The bark of Sierra La Solana has a totally natural character so it is suitable for consumption. In fact, it is recommended to eat it, especially during the first three months since the flavor and aftertaste of the cheese intensifies. Smell of medium intensity, characteristic of evolved sheep's milk, elegant and fruity. Lactic and cava notes. When cut, it has a firm paste and buttery texture. It is a short cheese cheese since it has a low elasticity to the touch. In the mouth it has a firmness of type and a solubility also of a medium type (it dissolves well in the mouth releasing little saliva); it sticks a bit to the teeth (medium stickiness) and has a good buttery, which manifests itself in a very pleasant greasy sensation. The granularity or ease with which we perceive the grain during chewing is fine or floury-weak. It has a lactic touch, due to its acidity, with hints of sweet cereal and fruity notes. Frank and balanced taste of salt. Elegant acidity with a mixture of clean and fruity animal aromas (olives). Pleasant aftertaste of dried fruits (hazelnut) and a slight spiciness well integrated into the whole that is accentuated over time. High persistence in the mouth.
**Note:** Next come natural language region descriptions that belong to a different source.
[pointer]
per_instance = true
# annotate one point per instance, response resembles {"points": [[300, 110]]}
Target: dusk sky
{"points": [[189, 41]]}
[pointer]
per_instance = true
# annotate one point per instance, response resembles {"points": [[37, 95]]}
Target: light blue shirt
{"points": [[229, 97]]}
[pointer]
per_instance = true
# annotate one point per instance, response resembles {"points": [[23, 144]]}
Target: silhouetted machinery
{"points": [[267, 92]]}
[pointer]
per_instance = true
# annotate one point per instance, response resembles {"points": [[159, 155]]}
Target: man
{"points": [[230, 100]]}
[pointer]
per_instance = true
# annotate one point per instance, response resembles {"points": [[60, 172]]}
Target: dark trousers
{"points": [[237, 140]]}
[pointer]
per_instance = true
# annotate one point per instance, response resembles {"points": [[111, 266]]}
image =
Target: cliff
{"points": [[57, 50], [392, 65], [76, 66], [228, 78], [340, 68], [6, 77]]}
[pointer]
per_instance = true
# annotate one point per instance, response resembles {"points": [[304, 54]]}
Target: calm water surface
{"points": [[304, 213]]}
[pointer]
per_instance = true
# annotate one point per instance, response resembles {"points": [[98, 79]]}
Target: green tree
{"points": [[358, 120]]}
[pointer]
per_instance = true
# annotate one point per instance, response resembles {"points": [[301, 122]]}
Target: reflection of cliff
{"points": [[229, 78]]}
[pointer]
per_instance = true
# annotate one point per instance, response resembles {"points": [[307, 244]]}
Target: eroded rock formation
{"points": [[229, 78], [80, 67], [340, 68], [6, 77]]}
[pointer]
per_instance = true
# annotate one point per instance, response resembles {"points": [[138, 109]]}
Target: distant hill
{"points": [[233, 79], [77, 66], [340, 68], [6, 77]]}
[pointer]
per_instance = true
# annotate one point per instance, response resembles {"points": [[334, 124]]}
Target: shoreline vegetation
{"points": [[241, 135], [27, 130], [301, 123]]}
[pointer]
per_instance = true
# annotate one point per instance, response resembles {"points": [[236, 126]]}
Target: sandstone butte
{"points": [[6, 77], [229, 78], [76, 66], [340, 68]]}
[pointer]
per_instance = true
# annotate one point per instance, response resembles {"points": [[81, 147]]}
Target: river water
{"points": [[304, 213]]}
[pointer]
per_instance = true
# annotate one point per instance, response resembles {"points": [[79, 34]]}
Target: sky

Over time it evolves towards more intense flavors, typical of maturation (subtle rancid, leather, spicy) and notes of slightly toasted nuts.

Maridaje

048-fieldCreated with Sketch.

Denominación de origen

037-grapesCreated with Sketch.

Variedad

029-wine-13Created with Sketch.

Crianza

Nota de cata

The bark of Sierra La Solana has a totally natural character so it is suitable for consumption. In fact, it is recommended to eat it, especially during the first three months since the flavor and aftertaste of the cheese intensifies. Smell of medium intensity, characteristic of evolved sheep's milk, elegant and fruity. Lactic and cava notes. When cut, it has a firm paste and buttery texture. It is a short cheese cheese since it has a low elasticity to the touch. In the mouth it has a firmness of type and a solubility also of a medium type (it dissolves well in the mouth releasing little saliva); it sticks a bit to the teeth (medium stickiness) and has a good buttery, which manifests itself in a very pleasant greasy sensation. The granularity or ease with which we perceive the grain during chewing is fine or floury-weak. It has a lactic touch, due to its acidity, with hints of sweet cereal and fruity notes. Frank and balanced taste of salt. Elegant acidity with a mixture of clean and fruity animal aromas (olives). Pleasant aftertaste of dried fruits (hazelnut) and a slight spiciness well integrated into the whole that is accentuated over time. High persistence in the mouth. Over time it evolves towards more intense flavors, typical of maturation (subtle rancid, leather, spicy) and notes of slightly toasted nuts.